How to search backwards in a log file by timestamp of entries?

Hello. I'm not nearly good enough with awk/perl to create the logfile scraping script that my boss is insisting we need immediately. Here is a brief 3-line excerpt from the access.log file in question (actual URL domain changed to 'aaa.com'):

209.253.130.36 - - [23/Sep/2009:12:55:44 -0700] "GET /images/products/en_us/pc/detail/273595_dt.jpg HTTP/1.1" 200 28520 "http://www.aaa.com/product/holiday+parties/halloween+party+supplies.do?" "Mozilla/4.0 (compatible; MSIE 6.0; Windows NT 5.0; FunWebProducts; .NET CLR 1.1.4322)" 22134 "__utma=8470452.136497171.1253643073.1253655989.1253731688.3; __utmb=8470452.4.10.1253731688; __utmz=8470452.1253643073.1.1.utmcsr=(direct)|utmccn=(direct)|utmcmd=(none); s_cc=true"
99.60.55.157 - - [23/Sep/2009:12:55:45 -0700] "GET /mod/productquickview/includes/themes/default.css HTTP/1.1" 200 767 "http://www.aaa.com/home.do?" "Mozilla/5.0 (Windows; U; Windows NT 5.1; en-US; rv:1.9.0.14) Gecko/2009082707 Firefox/3.0.14 (.NET CLR 3.5.30729)" 14097 "customer=none; basket=none; __utma=8470452.1058319807.1252542208.1252547047.1252713609.3; __utmz=8470452.1252542208.1.1.utmcsr=yahoo|utmccn=(organic)|utmcmd=organic|utmctr=aaa; JSESSIONID=j0d7VJsXNBv6ztnpOp"
198.7.255.226 - - [23/Sep/2009:12:55:46 -0700] "GET /images/products/en_us/gateways/costumes_R_01_C_01.jpg HTTP/1.1" 200 30097 "http://www.aaa.com/category/costumes+%26+accessories.do" "Mozilla/5.0 (Windows; U; Windows NT 6.0; en-US; rv:1.9.0.14) Gecko/2009082707 Firefox/3.0.14 (.NET CLR 3.5.30729)" 12334 "s_cc=true"

So the lines start with an IP-address, followed by date, and then time. We want to only search the last 10 minutes in the file (say if current time is 11:40, we want to only look at lines that go back to 11:30). I've got the code to convert the current time into scalar, subtract 600 secs, and store that time as single character variables (ie: $a = 1, $b = 1, $c = 3, $d = 0).

But I need help with an awk (or other?) code line that will parse each entry in the log file to skip over the IP and the date, and match against the TIMEstamp only. And what's more, we'd like it to do so starting from the bottom of the file (ie: with the most recent entry) and go backwards......and then hopefully stop the search when it hits the first entry that does NOT fall within the past 10-min (because log file is very, very large!).

Any and all help or suggestions would be monumentally appreciated.

use File::ReadBackwards

see how-to: reading a file backwards | Perl HowTo

#!/usr/bin/perl
use File::ReadBackwards;
 
$fh = File::ReadBackwards->new('access.log') or die "can't read file: $!\n";
 
while ( defined($line = $fh->readline) )
{
  if ($line =~ /regex to capture time/)
  {
      #get max time on first iteration
      #check time against max time
      #if within range, add to array
      #otherwise, exit the loop
  }
}
foreach my $line (reverse @lines)
{
   #process each line as needed
}

For the backwards part, you can use tac. I had some doubts about its efficiency for large files but I just did some tests and, to my great surprise, it is almost as efficient as cat.

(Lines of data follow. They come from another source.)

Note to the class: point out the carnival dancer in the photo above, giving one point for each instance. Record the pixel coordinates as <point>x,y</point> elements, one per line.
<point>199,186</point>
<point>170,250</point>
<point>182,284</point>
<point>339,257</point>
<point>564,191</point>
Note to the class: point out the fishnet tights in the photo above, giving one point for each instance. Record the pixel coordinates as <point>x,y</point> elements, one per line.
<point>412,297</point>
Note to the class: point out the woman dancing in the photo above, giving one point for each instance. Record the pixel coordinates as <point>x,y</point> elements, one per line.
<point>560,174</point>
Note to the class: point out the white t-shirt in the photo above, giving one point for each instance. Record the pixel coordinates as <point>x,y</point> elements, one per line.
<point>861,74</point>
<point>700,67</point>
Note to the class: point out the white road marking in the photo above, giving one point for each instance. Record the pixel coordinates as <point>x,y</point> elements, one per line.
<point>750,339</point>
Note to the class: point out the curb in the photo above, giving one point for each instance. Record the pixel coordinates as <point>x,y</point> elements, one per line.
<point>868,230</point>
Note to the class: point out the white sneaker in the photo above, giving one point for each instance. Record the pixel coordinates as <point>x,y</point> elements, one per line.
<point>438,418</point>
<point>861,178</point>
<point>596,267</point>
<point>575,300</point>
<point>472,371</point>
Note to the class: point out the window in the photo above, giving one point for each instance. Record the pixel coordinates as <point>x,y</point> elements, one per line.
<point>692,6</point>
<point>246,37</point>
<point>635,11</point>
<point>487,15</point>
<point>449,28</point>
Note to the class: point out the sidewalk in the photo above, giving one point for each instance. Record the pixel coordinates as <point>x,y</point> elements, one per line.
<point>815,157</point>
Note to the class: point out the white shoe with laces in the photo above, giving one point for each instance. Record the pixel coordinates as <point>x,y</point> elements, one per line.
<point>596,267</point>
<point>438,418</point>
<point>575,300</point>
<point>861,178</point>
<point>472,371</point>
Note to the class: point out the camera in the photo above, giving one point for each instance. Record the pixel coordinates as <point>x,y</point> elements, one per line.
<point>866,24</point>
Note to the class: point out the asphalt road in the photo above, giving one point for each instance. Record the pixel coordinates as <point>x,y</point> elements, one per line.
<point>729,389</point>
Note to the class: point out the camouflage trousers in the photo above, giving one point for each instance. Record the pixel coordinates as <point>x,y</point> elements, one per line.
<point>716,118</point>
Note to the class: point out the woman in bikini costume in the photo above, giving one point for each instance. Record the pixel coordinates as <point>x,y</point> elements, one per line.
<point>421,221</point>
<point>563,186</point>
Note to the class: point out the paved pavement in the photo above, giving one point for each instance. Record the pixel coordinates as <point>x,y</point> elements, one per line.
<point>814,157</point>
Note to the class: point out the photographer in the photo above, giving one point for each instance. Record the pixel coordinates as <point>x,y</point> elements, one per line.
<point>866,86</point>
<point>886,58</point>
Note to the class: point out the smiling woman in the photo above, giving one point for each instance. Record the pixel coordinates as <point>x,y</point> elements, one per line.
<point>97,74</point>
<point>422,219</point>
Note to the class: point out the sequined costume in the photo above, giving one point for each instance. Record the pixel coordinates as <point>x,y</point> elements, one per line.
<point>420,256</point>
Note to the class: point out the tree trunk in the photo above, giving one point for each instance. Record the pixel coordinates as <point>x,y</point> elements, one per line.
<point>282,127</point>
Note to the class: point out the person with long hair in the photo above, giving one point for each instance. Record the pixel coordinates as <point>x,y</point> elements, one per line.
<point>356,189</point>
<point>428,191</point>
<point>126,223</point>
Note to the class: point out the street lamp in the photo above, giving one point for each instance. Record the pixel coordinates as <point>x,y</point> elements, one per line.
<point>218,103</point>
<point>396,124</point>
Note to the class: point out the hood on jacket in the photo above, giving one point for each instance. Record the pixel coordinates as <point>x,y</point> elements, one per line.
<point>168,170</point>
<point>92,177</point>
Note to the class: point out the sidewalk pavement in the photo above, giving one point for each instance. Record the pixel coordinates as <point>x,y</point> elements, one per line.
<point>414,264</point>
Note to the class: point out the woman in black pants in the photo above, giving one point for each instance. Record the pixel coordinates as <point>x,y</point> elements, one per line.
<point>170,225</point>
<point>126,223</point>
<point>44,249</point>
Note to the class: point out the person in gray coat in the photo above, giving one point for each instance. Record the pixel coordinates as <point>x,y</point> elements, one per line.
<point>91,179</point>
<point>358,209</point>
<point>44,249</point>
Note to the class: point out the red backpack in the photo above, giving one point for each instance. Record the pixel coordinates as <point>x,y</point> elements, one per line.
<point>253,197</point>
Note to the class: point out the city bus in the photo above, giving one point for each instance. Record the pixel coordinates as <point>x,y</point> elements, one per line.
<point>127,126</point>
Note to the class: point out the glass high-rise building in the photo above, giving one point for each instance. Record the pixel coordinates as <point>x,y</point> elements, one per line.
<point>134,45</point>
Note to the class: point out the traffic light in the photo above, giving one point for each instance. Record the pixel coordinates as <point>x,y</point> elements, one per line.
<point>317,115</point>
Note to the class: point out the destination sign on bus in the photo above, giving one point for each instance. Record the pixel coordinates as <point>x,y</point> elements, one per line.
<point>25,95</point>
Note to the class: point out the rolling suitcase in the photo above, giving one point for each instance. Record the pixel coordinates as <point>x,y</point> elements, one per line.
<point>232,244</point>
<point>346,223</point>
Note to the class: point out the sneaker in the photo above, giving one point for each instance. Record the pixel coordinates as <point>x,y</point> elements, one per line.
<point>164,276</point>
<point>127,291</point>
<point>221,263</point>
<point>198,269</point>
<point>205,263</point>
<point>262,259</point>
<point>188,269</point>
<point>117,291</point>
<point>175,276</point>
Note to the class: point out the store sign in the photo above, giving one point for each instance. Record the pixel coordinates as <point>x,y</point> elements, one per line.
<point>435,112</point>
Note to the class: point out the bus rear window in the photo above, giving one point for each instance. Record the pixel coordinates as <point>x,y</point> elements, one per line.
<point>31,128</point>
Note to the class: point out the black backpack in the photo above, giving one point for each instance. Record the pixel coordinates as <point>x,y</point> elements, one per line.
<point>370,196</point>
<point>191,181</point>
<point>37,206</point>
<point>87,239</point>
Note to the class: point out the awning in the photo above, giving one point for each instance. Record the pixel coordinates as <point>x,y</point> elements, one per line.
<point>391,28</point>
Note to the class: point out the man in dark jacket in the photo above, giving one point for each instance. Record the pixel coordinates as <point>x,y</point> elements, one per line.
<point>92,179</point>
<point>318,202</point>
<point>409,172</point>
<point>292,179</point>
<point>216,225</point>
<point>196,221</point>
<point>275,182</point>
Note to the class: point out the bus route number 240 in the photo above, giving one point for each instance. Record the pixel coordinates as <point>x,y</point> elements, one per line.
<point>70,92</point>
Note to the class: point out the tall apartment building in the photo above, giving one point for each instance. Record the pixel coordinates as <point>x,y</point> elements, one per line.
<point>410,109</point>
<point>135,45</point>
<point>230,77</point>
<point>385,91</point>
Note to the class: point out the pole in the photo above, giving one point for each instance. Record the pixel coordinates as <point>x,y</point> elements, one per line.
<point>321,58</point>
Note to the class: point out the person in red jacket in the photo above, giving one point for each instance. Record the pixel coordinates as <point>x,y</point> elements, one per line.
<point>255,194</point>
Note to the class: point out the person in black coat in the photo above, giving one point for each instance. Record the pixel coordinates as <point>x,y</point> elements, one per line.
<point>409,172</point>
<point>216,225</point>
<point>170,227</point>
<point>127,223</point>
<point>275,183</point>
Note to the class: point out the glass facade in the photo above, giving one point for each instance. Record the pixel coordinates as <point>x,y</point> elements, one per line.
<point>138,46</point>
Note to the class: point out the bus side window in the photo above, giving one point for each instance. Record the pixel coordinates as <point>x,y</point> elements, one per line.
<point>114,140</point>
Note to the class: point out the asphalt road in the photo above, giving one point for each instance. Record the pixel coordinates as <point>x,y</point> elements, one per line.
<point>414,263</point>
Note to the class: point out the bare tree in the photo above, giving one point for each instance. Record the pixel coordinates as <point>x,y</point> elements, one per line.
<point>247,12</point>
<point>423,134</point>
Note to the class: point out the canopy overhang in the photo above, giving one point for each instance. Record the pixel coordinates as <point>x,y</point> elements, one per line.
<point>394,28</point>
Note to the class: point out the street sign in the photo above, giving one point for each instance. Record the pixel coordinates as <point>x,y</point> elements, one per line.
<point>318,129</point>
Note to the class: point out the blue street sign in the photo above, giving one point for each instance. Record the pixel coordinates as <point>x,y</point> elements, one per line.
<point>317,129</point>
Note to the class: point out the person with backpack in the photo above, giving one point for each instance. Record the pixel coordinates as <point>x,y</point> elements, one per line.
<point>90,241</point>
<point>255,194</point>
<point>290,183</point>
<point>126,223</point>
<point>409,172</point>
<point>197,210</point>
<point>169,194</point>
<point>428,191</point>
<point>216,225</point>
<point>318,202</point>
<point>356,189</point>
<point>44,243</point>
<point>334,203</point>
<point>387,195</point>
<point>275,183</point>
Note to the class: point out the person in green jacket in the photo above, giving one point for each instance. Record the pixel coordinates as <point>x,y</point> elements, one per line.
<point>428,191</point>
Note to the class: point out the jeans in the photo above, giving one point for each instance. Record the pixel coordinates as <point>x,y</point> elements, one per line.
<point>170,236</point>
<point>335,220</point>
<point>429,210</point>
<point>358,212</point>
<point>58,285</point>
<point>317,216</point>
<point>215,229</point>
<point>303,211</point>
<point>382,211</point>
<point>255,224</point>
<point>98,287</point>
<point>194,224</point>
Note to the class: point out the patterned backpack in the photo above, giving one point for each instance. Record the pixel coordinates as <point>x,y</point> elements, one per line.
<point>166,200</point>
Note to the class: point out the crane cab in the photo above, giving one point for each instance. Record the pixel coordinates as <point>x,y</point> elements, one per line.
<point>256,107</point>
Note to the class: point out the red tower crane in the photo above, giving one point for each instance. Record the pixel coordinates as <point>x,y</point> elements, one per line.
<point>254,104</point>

Now the parse and time test part. Prerequisite:

  • the sample file is exactly as the one you provided. Otherwise you can adjust the field offset by playing around withe the $i's
  • you have GNU awk at hand. That's for the systime() and mktime() functions. If not, see remark below.

parselog.awk

BEGIN{
    FS="[ /:[]"
    now=systime()
    str="Jan_Feb_Mar_Apr_Mai_Jun_Jul_Aug_Sep_Oct_Nov_Dec"
    split(str, m, "_")
    for (i in m) mm[m]=i
}
{
    timestamp=mktime(sprintf("%s %s %s %s %s %s", $7,mm[$6],$5,$8,$9,$10))
    if (timestamp < (now-600)){
        exit
    }
    print
}

To run that snippet:

$ tac your.log | awk -f parselog.awk

The awk program will stop and exit as soon as it hits a line with a timestamp that is more than 10 min. old. That exit swtich is there to prevent awk to continue scanning the remaining lines which we know will never comply with the timestamp condition.

If you don't have GNU awk, let us know. There is a workaround using awk's system() I/O function and the shell date command.